ストーリー

コラムシリーズ「森林とカーボン・オフセット」④脱炭素社会の構築に向けた日本の動向

産業革命以降の急激な温室効果ガス(主に二酸化炭素)排出量の増加は、気候変動を引き起こす主な原因とされ、地球温暖化による熱波や豪雨、干ばつなどの自然災害が頻発・強大化するなどさまざまな形で私たちの生活を脅かしています。森林は気候変動問題と密接に関係し、気候変動を抑制するための大きな役割を担っています。この連載コラムでは、森林から見る脱炭素について、more treesが取り組む活動の1つであるカーボン・オフセットにまつわる情報を5回にわたり紹介します。

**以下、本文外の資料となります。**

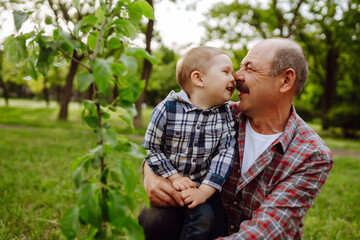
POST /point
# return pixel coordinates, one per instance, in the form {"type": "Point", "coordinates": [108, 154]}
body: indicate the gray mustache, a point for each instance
{"type": "Point", "coordinates": [240, 86]}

第四弾は脱炭素社会の構築に向けた日本の動向について解説します。
 

日本の動向

2022年6月、国連の持続可能な開発ソリューション・ネットワーク(SDSN)とドイツ・ベルテルスマン財団の「Sustainable Development Report(持続可能な開発報告書)」にて、各国のSDGsに対する取り組みの進捗状況や達成度が発表されました。日本は、目標4「質の高い教育をみんなに」や目標16「平和と公正をすべての人に」などが高い評価を受けた一方で、目標15「陸の豊かさも守ろう」や目標13「気候変動に具体的な対策を」は厳しい評価を受け、改善の必要性を指摘されています。目標15は過去6年間で4度、目標13においては6年連続での最低評価を受けており、早急な取り組みの改善・促進が求められています。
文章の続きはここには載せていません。